Definition: Small Scale Industry (SSI) refers to an industrial undertaking whose investment in fixed assets, i.e. plant and machinery, is not less than ₹ 1 crore, be it is owned, leased, or hire purchased. Nevertheless, considering the needs of small-scale industries which are dependent on export promotion and modernization, the maximum investment in fixed asset is ₹ 5 crores.
They supply a large variety of products like readymade garments, hosiery items, handloom items, stationery items, soaps and detergents, plastic and rubber goods, wood and steel furniture, calculators, etc.
Example of Small Scale Industries in India
- Carpet making factories at Panipat
- Hosiery Factories at Ludhiana
Characteristics of Small Scale Industry
- Ownership: A small-scale industry is owned by one person in case if it is a sole proprietorship and with few individuals in the case of a partnership.
- Gestation Period: In the case of small-scale industries, the gestation period is less as compared to large-scale industries. The Gestation Period in terms of business refers to the duration from the conception of an investment project until it starts providing a return on investment.
- Area of Operation: The area of operation of a small-scale industry is usually limited to a district, and caters to the demand of the localities. It uses a limited amount of resources and so the activities are confined to the local level.
- Technology: As we said earlier, small-scale industries are labor-intensive industries, which have significantly smaller capital influx. Hence, the units are appropriate for those economies where limited capital is used and there is enough labor supply.
- Resources: Local and indigenous resources are used by small-scale industries, and they can be found anywhere depending on their availability, i.e. they can be dispersed over a large area.
- Flexibility: Small Scale Industries are change susceptible in the sense that they are more reactive and responsible for the dynamic business environment.
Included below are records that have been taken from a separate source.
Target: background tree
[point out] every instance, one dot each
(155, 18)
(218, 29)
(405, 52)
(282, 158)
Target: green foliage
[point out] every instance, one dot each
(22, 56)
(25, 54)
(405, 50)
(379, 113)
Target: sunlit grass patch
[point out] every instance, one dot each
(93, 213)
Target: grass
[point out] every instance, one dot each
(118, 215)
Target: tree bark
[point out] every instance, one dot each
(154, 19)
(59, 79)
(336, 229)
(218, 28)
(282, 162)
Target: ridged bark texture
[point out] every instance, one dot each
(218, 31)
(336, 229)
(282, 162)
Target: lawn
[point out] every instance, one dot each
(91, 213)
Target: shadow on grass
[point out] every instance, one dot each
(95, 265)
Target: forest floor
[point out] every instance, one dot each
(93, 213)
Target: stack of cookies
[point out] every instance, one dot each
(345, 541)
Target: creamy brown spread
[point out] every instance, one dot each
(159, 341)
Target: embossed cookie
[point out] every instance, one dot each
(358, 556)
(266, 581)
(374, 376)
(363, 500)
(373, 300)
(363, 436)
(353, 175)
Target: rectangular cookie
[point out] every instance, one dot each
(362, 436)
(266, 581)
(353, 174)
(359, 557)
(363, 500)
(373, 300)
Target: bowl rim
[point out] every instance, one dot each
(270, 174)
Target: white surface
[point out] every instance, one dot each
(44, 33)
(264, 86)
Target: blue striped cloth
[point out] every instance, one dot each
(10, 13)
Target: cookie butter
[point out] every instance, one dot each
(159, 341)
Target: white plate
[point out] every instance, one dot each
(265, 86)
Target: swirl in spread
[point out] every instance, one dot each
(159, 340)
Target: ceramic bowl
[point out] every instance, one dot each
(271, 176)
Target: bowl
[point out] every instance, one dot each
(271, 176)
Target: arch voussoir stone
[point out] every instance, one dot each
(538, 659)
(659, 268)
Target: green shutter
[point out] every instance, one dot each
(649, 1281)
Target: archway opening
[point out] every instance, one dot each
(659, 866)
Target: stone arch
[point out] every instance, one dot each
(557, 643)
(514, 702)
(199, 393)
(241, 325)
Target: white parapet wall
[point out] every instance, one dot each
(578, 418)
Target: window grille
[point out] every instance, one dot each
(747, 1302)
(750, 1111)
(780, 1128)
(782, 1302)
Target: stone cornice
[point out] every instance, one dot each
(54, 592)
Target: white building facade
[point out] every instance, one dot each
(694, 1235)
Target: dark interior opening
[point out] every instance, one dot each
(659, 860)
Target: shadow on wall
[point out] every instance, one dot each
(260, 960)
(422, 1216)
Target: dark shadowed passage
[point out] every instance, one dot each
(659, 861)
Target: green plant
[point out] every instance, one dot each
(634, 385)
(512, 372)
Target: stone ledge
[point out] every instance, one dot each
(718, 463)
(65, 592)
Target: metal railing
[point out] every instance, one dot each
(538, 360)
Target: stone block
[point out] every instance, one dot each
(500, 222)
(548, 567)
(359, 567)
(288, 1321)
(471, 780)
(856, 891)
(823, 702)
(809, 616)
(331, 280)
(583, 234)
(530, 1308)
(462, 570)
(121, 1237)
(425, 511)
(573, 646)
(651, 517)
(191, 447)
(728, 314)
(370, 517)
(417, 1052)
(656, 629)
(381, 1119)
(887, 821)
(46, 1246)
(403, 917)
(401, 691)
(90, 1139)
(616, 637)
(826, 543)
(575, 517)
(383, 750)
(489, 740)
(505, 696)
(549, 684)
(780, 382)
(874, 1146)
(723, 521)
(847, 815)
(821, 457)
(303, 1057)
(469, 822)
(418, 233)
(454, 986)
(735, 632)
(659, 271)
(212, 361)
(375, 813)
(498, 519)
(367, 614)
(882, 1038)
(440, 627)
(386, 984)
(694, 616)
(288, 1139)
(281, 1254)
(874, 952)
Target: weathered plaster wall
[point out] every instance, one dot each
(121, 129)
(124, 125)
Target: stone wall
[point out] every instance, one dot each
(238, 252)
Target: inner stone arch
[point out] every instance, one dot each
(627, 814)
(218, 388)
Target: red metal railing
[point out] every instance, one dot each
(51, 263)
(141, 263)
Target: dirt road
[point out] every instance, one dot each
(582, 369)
They easily implement change, adopt new methods and techniques of production, introduce new products.
Do You Know?
- Small Scale Industries in India constitutes around 95% of the industrial units.
- Approximately 40% of the gross industrial value-added and 45% of total exports are contributed by SSI.
Objectives of Small Scale Industry
- To increase employment opportunities for the marginalized groups and for the people living in backward areas.
- To reduce the economic backwardness of rural areas.
- To remove regional imbalances, by ensuring equitable distribution of income.
- To mobilize resources and ensure optimum utilization.
- To attain self-reliance and encourage self-employment.
- To raise the standard of living of people and improve the quality of life.
Importance of Small Scale Industries
- Provides Employment: Labour intensive techniques are used in SSI and so it provides employment to a large group of people, especially in rural areas, which may include artisans like handicraft makers, potter, weavers, metalwares makers, sculpturists. leather workers, etc., and also to professionally and technically qualified youth. Further, it provides employment opportunities to the people involved in traditional arts.
Important: SSI provides high employment in the rural and unorganized sector. They are the second-largest employer in India after agriculture.
- Facilitates Women Growth: A high percentage of women workers can be found in Small Scale Industries. This not just provides better opportunities to them, but also develops entrepreneurial skills in them as a number of special schemes and incentive programs are run by the government to encourage women entrepreneurs.
- Balanced Regional Development: It is a well-known fact that the development level is high in urban areas, as compared to the rural areas. SSI encourages decentralized development as small scale units are mainly established in backward and rural regions. In this way, it removes regional disparities. It also initiates the government to develop infrastructural facilities in rural areas. Also, it helps in improving the standard of living of the people who live in rural areas,
- Mobilization of Large Resources: SSI helps in mobilizing and utilizing local resources which might not be tapped or remain unutilized otherwise. Not just this, it tends to promote, traditional regional or family skills and handicrafts which have a very high demand in foreign countries.
- Optimization of Capital: When it comes to per unit output, the capital required is quite less. Further, due to the shorter gestation period, the return on investment can be quick and the payback period is short. This acts as an incentive for the people living in rural areas, to mobilize their savings and use them for industrial activities. Moreover, it enjoys the benefit of the low cost of production, as the resources are available locally, which are comparatively less expensive
- Promotes Exports: It earns valuable foreign exchange by way of exports. Further, it does not requires heavy machinery to be imported from other countries. However, there is a very high demand in the international market for SSI produced goods.
- Complements Large Scale Industries: Parts, components, equipment and accessories required by the Large Scale Industries are provided by the Small Scale Industries. In this way, it complements and supports the Large Scale Industry to work smoothly.
- Develops entrepreneurship: SSI helps in developing a class of entrepreneurs in the country, which turns job seekers into job givers. It helps in the equitable distribution of national income among various members of society. Also, it encourages self-employment and develops the spirit of self-reliance.
A Word from Business Jargons
Initially, the term ‘Small Scale Industry is mainly used in the context of agro-based rural industry wherein huge capital investment and infrastructure is not required. But with the passage of time, electronic equipment, tools, handicrafts, and digital devices are also manufactured by small scale industries.